Energy landscapes of some model glass formers

The potential energy surfaces of several model atomic glass formers have been studied using eigenvector-following techniques. Barrier distributions, cooperativity indices, path lengths, and vibrational densities of states (VDOS) are presented based upon data sets containing more than 250 000 pathways in total. We find that rearrangements can usefully be separated into nondiffusive processes, which do not change the nearest-neighbor contacts and diffusive processes, which do. We suggest a criterion to separate these classes: nondiffusive processes are those in which no atoms move more than a threshold distance. Energy barriers for the two classes of rearrangement differ much more in the strong system (Stillinger-Weber silicon) than in the fragile Lennard-Jones systems. Our results indicate that the system is not trapped in a single local minimum below the glass transition temperature, because there are numerous nondiffusive rearrangements with low barriers still accessible.
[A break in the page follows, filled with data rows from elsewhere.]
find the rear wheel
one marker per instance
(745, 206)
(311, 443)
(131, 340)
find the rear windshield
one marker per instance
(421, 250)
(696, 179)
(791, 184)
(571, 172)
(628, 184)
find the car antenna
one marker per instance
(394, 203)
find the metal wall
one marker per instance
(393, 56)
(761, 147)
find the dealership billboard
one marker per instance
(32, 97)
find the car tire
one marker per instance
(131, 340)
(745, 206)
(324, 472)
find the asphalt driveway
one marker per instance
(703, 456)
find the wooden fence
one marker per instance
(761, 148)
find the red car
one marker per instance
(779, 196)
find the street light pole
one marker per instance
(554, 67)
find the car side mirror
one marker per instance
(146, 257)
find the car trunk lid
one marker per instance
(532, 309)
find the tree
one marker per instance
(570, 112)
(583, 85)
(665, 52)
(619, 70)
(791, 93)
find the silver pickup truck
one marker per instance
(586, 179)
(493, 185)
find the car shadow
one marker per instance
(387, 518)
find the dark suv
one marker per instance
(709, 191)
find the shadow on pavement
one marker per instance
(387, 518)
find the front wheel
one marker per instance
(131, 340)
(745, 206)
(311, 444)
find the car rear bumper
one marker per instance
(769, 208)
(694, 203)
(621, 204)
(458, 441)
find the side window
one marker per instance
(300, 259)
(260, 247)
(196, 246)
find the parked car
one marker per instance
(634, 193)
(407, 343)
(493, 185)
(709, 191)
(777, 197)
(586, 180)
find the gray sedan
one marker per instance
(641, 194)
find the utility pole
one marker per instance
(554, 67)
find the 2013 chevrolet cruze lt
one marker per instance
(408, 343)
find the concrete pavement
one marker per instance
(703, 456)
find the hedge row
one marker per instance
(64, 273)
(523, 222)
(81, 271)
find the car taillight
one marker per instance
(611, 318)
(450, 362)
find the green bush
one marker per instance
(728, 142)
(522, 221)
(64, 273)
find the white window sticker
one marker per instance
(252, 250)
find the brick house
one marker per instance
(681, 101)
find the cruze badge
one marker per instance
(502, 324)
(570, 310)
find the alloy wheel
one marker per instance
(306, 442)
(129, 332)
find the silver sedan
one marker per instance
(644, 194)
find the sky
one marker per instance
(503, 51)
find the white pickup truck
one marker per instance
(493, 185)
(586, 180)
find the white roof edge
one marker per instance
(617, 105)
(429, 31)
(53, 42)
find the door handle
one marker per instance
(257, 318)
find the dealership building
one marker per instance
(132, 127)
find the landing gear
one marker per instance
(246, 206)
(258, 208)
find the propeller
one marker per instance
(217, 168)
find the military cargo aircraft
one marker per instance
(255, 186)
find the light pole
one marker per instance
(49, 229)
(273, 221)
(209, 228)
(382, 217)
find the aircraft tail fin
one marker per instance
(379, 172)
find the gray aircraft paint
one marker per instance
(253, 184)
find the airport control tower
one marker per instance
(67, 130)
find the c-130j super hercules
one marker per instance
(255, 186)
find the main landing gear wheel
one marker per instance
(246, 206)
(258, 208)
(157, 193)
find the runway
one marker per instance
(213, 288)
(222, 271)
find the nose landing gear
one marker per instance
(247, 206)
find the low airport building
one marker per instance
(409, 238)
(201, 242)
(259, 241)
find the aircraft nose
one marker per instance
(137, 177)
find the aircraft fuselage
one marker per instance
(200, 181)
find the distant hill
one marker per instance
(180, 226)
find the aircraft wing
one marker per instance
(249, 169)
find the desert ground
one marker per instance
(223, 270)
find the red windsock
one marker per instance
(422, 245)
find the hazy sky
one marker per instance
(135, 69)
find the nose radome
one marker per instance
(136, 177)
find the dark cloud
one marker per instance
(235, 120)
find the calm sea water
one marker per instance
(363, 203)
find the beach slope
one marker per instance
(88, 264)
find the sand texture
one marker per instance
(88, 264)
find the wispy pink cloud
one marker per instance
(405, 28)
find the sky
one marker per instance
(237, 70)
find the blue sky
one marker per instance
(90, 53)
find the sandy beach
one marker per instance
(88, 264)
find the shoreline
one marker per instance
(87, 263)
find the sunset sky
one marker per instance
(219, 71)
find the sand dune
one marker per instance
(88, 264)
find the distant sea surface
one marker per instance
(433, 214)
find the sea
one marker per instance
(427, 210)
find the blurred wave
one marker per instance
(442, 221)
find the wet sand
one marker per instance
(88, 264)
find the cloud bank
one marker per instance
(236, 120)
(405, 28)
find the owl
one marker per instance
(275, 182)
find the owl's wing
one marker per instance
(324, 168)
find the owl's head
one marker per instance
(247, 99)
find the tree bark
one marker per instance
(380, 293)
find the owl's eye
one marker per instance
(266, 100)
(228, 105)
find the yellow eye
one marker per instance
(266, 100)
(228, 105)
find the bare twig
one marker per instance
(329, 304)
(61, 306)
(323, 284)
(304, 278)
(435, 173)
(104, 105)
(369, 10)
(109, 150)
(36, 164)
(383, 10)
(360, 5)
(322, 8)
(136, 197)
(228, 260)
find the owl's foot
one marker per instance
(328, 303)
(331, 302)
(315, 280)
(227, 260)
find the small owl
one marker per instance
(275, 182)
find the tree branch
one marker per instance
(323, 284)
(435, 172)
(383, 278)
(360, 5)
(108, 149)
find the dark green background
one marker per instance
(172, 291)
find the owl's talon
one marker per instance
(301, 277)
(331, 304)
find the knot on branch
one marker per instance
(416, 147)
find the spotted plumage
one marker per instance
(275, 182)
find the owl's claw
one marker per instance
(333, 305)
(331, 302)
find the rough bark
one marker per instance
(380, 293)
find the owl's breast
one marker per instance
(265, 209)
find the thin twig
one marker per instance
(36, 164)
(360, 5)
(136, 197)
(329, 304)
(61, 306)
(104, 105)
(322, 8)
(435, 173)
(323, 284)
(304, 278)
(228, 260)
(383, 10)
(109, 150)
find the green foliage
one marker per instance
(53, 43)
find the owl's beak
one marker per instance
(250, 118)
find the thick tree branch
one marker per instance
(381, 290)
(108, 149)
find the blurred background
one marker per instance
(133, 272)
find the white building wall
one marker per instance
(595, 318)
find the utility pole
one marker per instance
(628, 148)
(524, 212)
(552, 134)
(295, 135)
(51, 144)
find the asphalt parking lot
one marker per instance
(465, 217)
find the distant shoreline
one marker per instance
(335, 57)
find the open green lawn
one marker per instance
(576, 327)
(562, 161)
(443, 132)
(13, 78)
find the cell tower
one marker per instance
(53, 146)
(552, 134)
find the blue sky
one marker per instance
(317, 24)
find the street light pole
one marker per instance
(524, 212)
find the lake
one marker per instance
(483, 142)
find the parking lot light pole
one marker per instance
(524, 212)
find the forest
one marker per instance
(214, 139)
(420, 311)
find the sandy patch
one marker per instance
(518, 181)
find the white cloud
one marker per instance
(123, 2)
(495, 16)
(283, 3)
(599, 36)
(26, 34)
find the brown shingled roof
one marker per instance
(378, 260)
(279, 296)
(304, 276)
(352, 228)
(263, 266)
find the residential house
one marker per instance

Disconnectivity graphs for low-energy regions of the potential energy surface illustrate how the crystal is rapidly located once a critical nucleus is present. Finally, the calculated VDOS show a pronounced excess over the Debye density of states in the low-frequency region. Transition state searches following the eigenvectors corresponding to these soft modes converge to low-lying transition states, including some that separate nearly degenerate minima. This result provides support for the hypothesis that two-level systems and the boson peak are related.